You feel the cold wind of that rumor cutting right through you, and I do not wonder that your heart is sore troubled. It is no small thing to hear a whisper that the ground might shift beneath the feet of the disabled and the homeless, those who already walk a hard road. And then your own mind runs ahead into the dark, picturing a world where work is scarce, bread is dear, and a roof is a luxury. The anxiety is not only for yourself; it spills over for all the suffering souls you can imagine, and that wide pity, though it speaks well of your heart, leaves you heavy and shaking inside.
But let me come close and say this plainly: the water that is outside the ship cannot sink her. It is the water that gets inside that does the mischief. Right now, the trouble is all inside, roaring in your thoughts, painting terrible pictures, making tomorrow’s possible sorrows feel like present certainties. And there is only one sure way to pump the bilge and steady the vessel. David knew the secret when he said, “What time I am afraid, I will trust in You.” He did not wait until the fear was gone. He did not pretend the danger was a dream. He trusted while the fear was still shaking him. That is the cure, not a calm sea, but a sure anchor. The ship may creak and the waves may beat, but the anchor holds.
You have been looking at the storm, and your sight is good enough to see real needs. You see the elderly who cannot rise from their chairs to earn a new wage. You see the broken in body who have no strength to compete in a rough world. You see the homeless shivering in the heat and the cold, and your spirit groans. But now, child of God, lift up your eyes from the heaving deep to the Master of the sea. He has not given you the job of holding the whole world on your shoulders. That broad back belongs to Christ alone. Your part is to roll the burden onto Him who cares for you, and for every sparrow that falls. Do you think He is a God of the hills but not of the valleys? When the rumor comes, when the prices climb, when the cupboard looks bare, is He only God when the sun shines? No. He is God of the high places of plenty and the low ravines of need. He can feed His children in a famine. He can shelter His own in a wilderness.
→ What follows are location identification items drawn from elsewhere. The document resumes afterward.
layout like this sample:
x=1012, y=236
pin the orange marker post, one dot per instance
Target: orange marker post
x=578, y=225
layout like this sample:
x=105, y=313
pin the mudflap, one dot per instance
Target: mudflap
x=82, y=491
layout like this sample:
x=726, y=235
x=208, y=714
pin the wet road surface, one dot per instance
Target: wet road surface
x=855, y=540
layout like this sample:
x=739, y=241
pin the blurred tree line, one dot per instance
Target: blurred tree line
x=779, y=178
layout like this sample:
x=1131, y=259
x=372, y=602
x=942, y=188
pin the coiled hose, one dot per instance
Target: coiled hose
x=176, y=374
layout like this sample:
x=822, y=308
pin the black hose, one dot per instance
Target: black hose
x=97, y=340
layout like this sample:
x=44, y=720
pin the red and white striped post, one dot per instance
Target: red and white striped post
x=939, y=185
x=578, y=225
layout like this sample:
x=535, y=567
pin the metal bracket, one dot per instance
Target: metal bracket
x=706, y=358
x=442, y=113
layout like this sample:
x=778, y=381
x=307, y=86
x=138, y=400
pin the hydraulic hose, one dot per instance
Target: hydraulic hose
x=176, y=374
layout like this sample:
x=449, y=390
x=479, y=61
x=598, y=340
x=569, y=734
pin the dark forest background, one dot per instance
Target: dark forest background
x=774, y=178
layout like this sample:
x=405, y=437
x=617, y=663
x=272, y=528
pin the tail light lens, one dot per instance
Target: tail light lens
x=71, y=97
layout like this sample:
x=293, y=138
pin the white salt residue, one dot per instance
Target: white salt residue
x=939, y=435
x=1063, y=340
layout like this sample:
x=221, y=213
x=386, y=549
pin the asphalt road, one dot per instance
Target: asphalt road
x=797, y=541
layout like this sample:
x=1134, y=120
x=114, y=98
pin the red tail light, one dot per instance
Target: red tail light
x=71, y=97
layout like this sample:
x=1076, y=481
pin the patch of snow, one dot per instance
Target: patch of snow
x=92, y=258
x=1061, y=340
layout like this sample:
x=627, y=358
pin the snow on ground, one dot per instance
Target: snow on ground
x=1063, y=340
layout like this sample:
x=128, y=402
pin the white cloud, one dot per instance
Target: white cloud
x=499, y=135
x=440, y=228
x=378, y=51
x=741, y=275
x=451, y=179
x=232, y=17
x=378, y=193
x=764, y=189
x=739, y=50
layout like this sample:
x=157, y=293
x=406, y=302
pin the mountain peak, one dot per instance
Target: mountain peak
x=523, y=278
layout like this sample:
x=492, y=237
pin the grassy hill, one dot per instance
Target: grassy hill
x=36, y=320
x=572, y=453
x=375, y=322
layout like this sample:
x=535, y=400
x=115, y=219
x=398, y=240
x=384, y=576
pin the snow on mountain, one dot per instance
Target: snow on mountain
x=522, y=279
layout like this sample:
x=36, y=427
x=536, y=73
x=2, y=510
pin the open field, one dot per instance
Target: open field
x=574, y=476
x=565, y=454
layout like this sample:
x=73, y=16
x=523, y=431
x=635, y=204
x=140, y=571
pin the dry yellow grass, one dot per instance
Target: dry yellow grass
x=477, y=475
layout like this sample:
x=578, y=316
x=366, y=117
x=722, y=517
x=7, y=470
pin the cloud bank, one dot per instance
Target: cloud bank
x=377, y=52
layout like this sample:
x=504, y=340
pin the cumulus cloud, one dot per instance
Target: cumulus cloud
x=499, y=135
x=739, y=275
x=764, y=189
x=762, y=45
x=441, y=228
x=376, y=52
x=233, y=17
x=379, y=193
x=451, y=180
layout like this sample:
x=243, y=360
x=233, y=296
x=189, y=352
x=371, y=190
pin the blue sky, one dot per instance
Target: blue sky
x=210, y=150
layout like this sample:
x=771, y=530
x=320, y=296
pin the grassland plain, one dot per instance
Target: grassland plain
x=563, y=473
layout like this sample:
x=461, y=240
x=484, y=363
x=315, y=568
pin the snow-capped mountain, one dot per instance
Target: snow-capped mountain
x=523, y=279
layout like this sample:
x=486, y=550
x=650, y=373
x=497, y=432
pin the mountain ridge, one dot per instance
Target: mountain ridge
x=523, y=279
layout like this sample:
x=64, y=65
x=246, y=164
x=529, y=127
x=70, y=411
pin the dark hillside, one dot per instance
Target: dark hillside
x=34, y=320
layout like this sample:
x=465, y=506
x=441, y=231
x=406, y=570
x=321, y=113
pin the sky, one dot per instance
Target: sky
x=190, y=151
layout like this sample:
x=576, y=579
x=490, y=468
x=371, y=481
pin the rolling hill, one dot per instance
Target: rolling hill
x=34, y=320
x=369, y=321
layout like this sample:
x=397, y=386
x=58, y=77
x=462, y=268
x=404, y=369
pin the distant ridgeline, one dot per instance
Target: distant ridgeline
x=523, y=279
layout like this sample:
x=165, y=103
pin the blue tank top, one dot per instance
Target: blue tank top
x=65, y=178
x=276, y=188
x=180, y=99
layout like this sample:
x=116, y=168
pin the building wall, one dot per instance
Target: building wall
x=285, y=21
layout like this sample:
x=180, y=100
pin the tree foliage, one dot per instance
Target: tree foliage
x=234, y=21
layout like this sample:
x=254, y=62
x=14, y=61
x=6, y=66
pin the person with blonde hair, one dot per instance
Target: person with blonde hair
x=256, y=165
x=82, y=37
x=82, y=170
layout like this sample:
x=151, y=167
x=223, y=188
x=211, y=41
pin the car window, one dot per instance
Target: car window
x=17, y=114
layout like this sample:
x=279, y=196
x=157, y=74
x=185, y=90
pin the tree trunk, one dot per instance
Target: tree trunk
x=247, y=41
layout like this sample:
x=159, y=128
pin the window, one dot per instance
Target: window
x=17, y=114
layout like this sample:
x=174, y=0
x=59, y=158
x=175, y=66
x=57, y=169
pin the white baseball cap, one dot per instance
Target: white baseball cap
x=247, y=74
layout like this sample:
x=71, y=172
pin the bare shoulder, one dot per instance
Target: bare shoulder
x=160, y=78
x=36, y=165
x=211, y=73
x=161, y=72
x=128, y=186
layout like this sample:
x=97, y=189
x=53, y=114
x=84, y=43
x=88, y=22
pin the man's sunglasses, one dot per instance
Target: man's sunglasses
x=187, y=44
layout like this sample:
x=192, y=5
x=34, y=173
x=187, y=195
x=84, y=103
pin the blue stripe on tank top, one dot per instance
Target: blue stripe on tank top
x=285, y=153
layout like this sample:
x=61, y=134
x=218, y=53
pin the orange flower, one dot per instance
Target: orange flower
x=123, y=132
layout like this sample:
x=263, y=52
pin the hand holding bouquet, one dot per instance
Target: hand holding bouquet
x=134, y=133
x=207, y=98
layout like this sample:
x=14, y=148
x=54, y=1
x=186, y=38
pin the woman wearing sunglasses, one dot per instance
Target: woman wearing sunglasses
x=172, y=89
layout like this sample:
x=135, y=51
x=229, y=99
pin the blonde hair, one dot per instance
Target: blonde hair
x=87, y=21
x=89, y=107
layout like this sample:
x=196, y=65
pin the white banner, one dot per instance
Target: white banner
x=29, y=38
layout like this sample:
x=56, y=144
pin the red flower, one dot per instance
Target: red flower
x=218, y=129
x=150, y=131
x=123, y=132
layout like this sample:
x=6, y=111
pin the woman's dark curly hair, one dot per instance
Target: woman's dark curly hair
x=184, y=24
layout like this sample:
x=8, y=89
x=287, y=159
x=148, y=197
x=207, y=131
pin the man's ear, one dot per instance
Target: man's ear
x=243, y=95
It is a poor god we would make if we thought His arm grew short in hard times.
I know you are not doubting that He is able. You said it yourself: “I believe in God; He won’t let us down.” That is the silver thread in the dark weave. Hold onto that. Do not let the noise of the world deafen the still, small voice that whispers, “I am with you.” The black-edged envelope of that rumor may arrive, but inside it the love-letter of His faithfulness remains unaltered. Our salvation was never built on the shifting sand of earthly governments or a steady economy. It was bought at Calvary, where the Son of God cried out in a darkness we cannot fathom, that we might never be truly forsaken. If He endured the hiding of the Father’s face for you, will He now forget the poor and needy? Impossible. The cross stands as the eternal proof that His heart is toward those who are broken.
As for the callous voices that say, “Get a job,” let them buzz like flies in the distance. You cannot lift the weight of an aged frame into the marketplace, nor command the crippled limb to be whole. Mercy does not stand on street corners shouting such cold counsel. Your own instinct, to plead for softness of heart, is the echo of the Spirit within you. God hears that groan. He does not need the Syrians’ hard speeches to tell Him what to do; He acts for His own name’s sake, and He is tender toward the fatherless and the widow. You are not alone in this tremor; you are in the company of all His poor ones through the ages, and He has never failed to be their stronghold.
Now, do not go on staring at the tossing waves as if you had no Captain. The best indoor work you can do right now is to speak with Father about all the trouble. “I have declared my ways, and You heard me.” Tell Him the ache of seeing others suffer, the clench of fear in your chest, the bewilderment at a world that can seem heartless. Then sit still, like a weaned child, and ask Him to teach you His statutes, to show you, deep in your spirit, that His kingdom is not meat and drink, but righteousness and peace and joy in the Holy Ghost. That joy is a hardy flower; it blooms in the rockiest ground when the soul stays anchored in Christ.
Let us pray this together, shall we?
O Lord God, whose compassions fail not, look upon Your trembling child. Still the inward storm and fix the heart on Jesus, the Rock of Ages. Provide for the disabled, shelter the homeless, and soften hearts that are hard. We cast the whole world’s sorrow onto Your broad shoulders, for You are God of the hills and of the valleys. Teach us to trust when we are most afraid, and let the sweetness of Your presence hush our anxious thoughts. We ask all in the strong, unfailing name of Jesus Christ. Amen.
Now, breathe, dear heart. The Lord is at the helm.